こどもの歯は大人の歯に比べてやわらかく、むし歯になりやすいのが特徴です。
「乳歯は生え変わるから大丈夫」といって油断すると、永久歯にも影響することがあります。
そこで今回は、こどもの歯を守るために知っておきたい正しい歯みがきの方法と、よくある間違った歯みがき方法について解説します。
保護者の方が正しい知識を持ち、仕上げ磨きや生活習慣を見直すことで、お子さまの将来の歯の健康を守りましょう。
目次
■こどもの歯みがきが重要な理由
◎乳歯はむし歯になりやすい
乳歯は、歯の表面のエナメル質や、その内部の象牙質が薄いという特徴があります。むし歯の原因となる「酸」に弱いため、あっという間に進行してしまうのです。
見た目には小さな黒ずみに見えても、実際は内部で大きく広がっていることも珍しくありません。
◎乳歯のむし歯が永久歯にも影響
乳歯がむし歯になると、その下にある永久歯の発育や生える位置に影響する可能性があります。
特に根の先にまでむし歯が及ぶと、その影響が永久歯に伝わりやすくなります。
乳歯だからむし歯になっても大丈夫ではなく、乳歯も適切なケアを行い、守る必要があるのです。
◎自分でうまく磨けない年齢
こどもは手先が未発達で、きちんと磨くことが難しいため、保護者さまによる仕上げ磨きが欠かせません。
できれば12歳頃までは、大人がサポートすることが理想的です。
■正しい歯の磨き方
◎歯ブラシは小さめ、やわらかめを選ぶ
お子さま用の歯ブラシは、口の大きさに合ったヘッドの小さなものを選びましょう。
毛先はやわらかめが基本です。
力を入れすぎず、やさしく細かく動かすのがコツです。
◎歯と歯肉の境目を意識する
むし歯になりやすいのは歯と歯肉の境目、奥歯の噛み合わせ部分、そして歯と歯の間です。ブラシの毛先をきちんと当てて、磨き残しのないように丁寧に磨きましょう。
◎1本ずつ、ゆっくり小刻みに
大人と同様に、こどもも1本ずつ丁寧に磨くことが大切です。
ゴシゴシこすらず、細かく動かすことで汚れがきちんと落ちます。
一本ずつ磨くにはワンタフトブラシなどの清掃補助用具を使用するのも良いでしょう。
歯みがきの時間の目安は3分程度です。
◎仕上げ磨きのポイント
お子さまが自分で磨いたあと、保護者さまが仕上げ磨きをすることで、磨き残しをしっかりカバーできます。
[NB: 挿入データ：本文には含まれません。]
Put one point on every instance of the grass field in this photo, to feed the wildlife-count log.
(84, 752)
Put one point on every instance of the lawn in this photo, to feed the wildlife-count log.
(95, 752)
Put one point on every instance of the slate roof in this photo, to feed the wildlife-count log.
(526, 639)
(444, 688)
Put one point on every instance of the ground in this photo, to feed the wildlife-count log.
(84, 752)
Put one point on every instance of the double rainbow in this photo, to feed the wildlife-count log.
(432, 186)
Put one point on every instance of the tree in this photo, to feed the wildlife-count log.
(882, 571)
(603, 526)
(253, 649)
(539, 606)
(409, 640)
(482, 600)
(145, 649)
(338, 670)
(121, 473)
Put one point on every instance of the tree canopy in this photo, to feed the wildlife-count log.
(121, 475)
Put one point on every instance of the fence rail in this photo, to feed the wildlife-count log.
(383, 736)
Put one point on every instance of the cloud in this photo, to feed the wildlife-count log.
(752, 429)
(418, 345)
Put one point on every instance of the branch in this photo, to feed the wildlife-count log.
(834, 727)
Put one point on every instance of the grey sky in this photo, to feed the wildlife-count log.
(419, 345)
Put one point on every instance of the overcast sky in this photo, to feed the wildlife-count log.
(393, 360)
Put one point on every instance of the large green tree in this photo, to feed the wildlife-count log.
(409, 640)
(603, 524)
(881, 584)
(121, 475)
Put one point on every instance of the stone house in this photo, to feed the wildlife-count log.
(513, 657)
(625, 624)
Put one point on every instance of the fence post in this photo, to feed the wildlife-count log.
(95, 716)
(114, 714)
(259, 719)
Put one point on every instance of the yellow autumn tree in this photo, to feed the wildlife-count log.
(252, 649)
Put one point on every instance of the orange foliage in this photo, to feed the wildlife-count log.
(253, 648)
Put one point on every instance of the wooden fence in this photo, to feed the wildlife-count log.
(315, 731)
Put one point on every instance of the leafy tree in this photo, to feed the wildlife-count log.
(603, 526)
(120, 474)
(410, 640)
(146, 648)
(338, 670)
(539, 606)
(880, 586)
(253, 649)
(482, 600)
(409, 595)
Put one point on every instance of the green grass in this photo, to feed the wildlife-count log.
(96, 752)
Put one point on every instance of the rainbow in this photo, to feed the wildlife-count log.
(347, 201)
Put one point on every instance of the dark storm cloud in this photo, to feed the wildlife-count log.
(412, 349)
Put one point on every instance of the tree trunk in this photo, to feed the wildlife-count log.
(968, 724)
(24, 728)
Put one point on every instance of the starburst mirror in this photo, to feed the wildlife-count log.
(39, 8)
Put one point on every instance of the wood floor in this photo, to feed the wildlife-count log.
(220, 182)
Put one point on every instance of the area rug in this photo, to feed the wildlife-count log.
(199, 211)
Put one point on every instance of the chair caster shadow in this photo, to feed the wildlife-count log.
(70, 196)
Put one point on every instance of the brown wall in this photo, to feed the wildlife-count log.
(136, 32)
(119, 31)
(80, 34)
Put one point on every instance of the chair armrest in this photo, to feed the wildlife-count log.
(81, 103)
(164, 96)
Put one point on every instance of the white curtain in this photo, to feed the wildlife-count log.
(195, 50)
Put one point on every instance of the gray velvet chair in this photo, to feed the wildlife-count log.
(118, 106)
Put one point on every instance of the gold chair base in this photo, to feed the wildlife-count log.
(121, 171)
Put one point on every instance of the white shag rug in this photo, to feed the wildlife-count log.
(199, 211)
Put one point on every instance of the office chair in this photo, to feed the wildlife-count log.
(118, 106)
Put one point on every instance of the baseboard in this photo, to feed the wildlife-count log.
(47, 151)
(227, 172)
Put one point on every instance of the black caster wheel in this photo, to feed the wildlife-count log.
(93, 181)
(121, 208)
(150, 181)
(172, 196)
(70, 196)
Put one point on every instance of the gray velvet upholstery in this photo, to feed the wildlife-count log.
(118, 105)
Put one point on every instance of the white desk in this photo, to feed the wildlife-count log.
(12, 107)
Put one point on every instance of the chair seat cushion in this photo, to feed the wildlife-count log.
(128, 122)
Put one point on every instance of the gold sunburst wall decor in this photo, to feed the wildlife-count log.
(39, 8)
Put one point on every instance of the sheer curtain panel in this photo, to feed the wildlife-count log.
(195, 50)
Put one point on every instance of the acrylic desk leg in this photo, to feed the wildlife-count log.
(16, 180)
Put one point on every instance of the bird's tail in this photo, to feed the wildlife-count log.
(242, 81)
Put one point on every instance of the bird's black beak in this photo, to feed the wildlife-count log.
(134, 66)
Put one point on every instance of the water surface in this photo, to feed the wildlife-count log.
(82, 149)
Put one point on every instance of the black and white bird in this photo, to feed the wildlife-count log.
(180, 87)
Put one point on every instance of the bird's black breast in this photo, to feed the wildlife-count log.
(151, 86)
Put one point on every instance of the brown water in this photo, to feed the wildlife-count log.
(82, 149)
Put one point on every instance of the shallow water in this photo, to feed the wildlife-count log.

膝の上に寝かせる体勢がおすすめで、前歯の裏や奥歯の奥など、見えにくい部分を重点的に磨きましょう。
■年齢別・サポートのしかた
◎乳児期(0〜2歳)
歯が生え始めたら、ガーゼでふき取ることから始めましょう。
上の前歯が生えそろったら、乳児用の歯ブラシを使ってやさしく磨いてあげます。
◎幼児期(3〜6歳)
歯みがきの習慣づけが重要な時期です。
自分で磨く練習をしながら、必ず大人の仕上げ磨きをプラスしましょう。
遊び感覚で歯みがきを楽しめる工夫も効果的です。
また、保育園が始まると保護者さまの手を離れている時間が長くなります。
昼間にきちんと磨けていない、知らないところでおやつを食べるなどの心配も出てくる時期です。
就寝前の歯みがきは特にしっかり行うようにしましょう。
◎小学生以降
自分である程度きちんと磨けるようになっても、仕上げ磨きはできる限り続けると良いです。
定期的に歯科医院で染め出しチェックをするなどして、正しい磨き方が身についているかを確認しましょう。
【親子で取り組む歯みがき習慣】
こどもの歯はむし歯になりやすく、一度むし歯になると進行も早いため、日々の歯みがきがとても重要です。正しい歯みがき方法を身につけると同時に、間違った習慣を見直すことで、将来の口腔トラブルを防ぐことができます。
毎日のことだからこそ、楽しく、前向きに取り組める環境づくりが大切です。親子で一緒に磨いたり、仕上げ磨きを習慣にしたりしながら、こどもの健康な歯を守っていきましょう。